The Kellow Miscellany

Out with the penny, out with the pound

Canada took the bold step in 2012 of phasing out the penny as a unit of currency, but when you look at the reasons why it made a lot of sense.  Pennies cost more to produce than they are worth, and at that point alone the state is losing money.  They’re also the most worthless unit of currency, in a world where very, very little requires pennies to pay with.

Some believe that we should take heed of the Canadian approach here in Britain.  I’d go further, I’d eliminate physical currency altogether.

We already exist in a more or less digital world when it comes to money.  Debit cards and credit cards are our way of life, and the number of people who get their money by going to the bank and withdrawing cash rather than using an ATM is vanishingly small at this point.  With the advent of new mobile technologies, things like contactless payment and Apple Pay, we have all the ability we need in our pockets already to make the switchover to digital currency.

In 2015, digital payments overtook cash payments for the first time.  Figures from Halifax show that 85% of their customers’ payments are now electronic rather than by cash.  The digital revolution is changing our money system, and it’s time to get in front of it rather than lagging behind.

The benefits of a cashless economy are vast and exist equally for Government, business and the public.

For Governments, a cashless economy means a more rounded view of the state of the country’s money supply which is vital for macro-economic decisions.  It also means that tax collection can be more efficient, as less cash-in-hand payments can go undetected and free of the tax that should be paid on them.  In the same vein, crime is more traceable too with a much more accessible paper trail to the proceeds of crime making it easier for police to do their job.  And then there’s also the savings on not having a Royal Mint pump out coins all year long and spending precious metals on them.

For businesses, it means more efficient payment systems which can save time and make it easier for people to buy from them.  It also means that pricing of products can change to be more reflective of their worth, rather than the change people have to pay for them.

For people, there’s simply the saving of not having to go to the ATM all the time and not having coins and notes piling up in your wallet and in your house.  Think of the money you have just lying around you right now in loose change and how much better it would be if it was in your bank account rather than sitting idle.

Switching to digital payments overnight, like the way chip and pin was introduced way back in 2006, isn’t really going to be an option – as the change is far more drastic and needs far more preparation.  Small businesses need to be able to handle digital payments and contactless/mobile methods and older people will also need time to make sure they are comfortable with the new processes.

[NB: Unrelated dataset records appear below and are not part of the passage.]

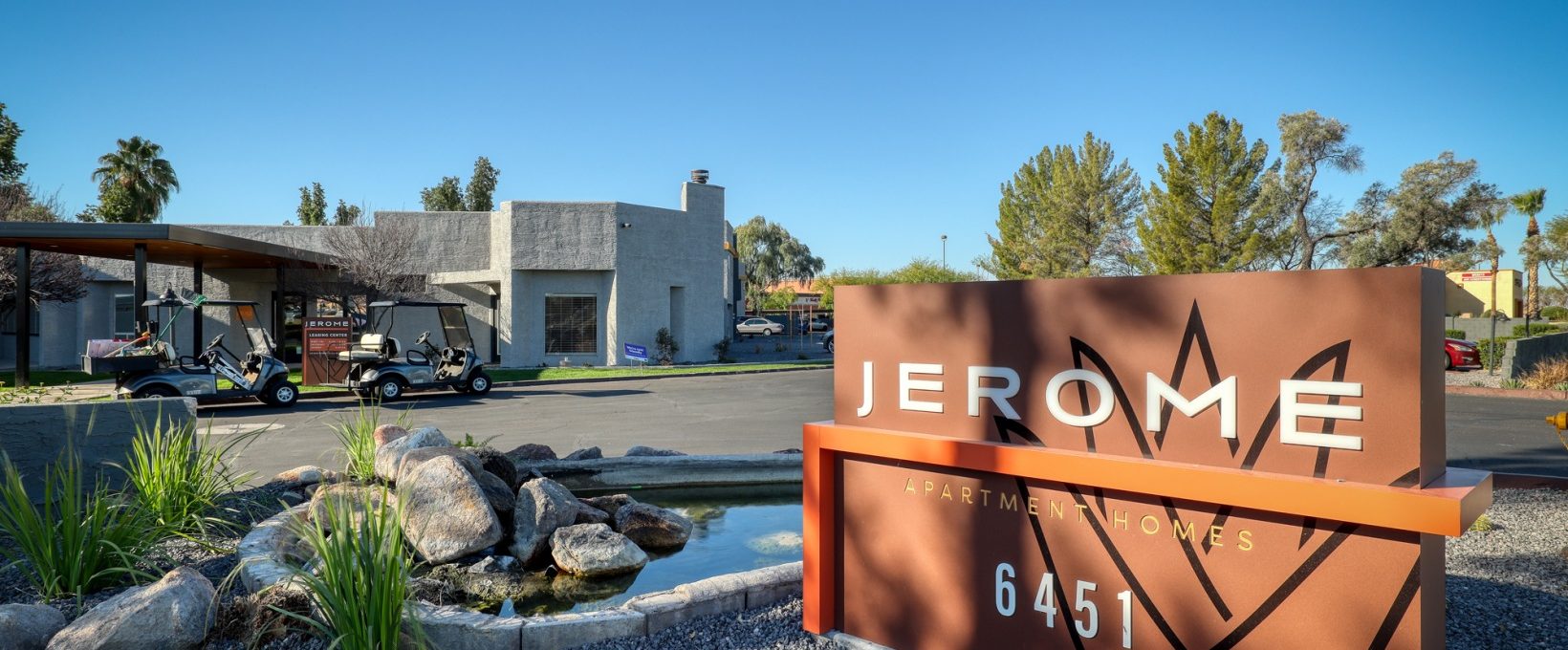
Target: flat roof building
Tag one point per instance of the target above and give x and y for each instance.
(544, 282)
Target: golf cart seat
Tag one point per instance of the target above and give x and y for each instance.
(370, 348)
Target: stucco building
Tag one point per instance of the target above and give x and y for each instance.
(544, 282)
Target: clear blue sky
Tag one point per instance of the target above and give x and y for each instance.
(867, 129)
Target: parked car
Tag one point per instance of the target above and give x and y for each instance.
(816, 325)
(1460, 355)
(759, 326)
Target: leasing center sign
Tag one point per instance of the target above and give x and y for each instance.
(1181, 461)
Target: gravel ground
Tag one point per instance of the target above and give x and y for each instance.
(1509, 586)
(774, 627)
(1472, 378)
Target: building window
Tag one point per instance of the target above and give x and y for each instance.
(571, 325)
(9, 326)
(124, 316)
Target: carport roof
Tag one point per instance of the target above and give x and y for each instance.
(165, 243)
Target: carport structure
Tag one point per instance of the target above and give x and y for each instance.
(142, 243)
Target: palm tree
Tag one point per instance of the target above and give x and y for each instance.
(139, 168)
(1529, 204)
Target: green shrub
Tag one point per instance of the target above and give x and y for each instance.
(78, 539)
(665, 346)
(178, 476)
(357, 436)
(358, 580)
(1535, 329)
(1492, 350)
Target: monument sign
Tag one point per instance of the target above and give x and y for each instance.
(1180, 461)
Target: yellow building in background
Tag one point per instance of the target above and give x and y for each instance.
(1470, 293)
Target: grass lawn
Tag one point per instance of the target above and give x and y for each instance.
(54, 378)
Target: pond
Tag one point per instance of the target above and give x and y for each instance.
(734, 530)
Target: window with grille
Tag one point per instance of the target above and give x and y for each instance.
(571, 325)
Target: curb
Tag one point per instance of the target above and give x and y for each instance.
(518, 382)
(1518, 394)
(262, 553)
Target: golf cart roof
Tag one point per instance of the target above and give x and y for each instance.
(414, 304)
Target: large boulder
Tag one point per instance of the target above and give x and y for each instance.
(609, 503)
(446, 514)
(173, 613)
(359, 500)
(389, 456)
(593, 550)
(500, 466)
(532, 451)
(642, 450)
(653, 527)
(29, 627)
(497, 492)
(387, 433)
(541, 508)
(416, 458)
(588, 514)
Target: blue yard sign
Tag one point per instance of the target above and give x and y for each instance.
(637, 353)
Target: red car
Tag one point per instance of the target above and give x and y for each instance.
(1460, 355)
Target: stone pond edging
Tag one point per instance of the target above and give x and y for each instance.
(460, 628)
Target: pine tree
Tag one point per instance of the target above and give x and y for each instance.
(1209, 215)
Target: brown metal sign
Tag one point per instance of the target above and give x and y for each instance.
(1176, 461)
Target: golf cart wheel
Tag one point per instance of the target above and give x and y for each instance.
(156, 390)
(389, 389)
(281, 392)
(477, 384)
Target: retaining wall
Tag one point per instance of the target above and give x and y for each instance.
(33, 436)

But given a timescale of 10 or 15 years this is a feasible approach that will show Britain leading a new technological revolution that can only be good for our economy.  A similar cashless policy in Nigeria, enacted by the Government and Central Bank in 2012, has had numerous benefits for the country as it seeks to modernise and make its financial system more efficient.  We have the ability to go even further than they can, and to do so in a less disruptive way, and I think we should exercise that ability.

Currency systems change all the time, and in the last fifty years in Britain we’ve already had the introduction of decimalisation, card payments, online payments and Chip and Pin.  Now I think it’s time for the next stage in that evolution.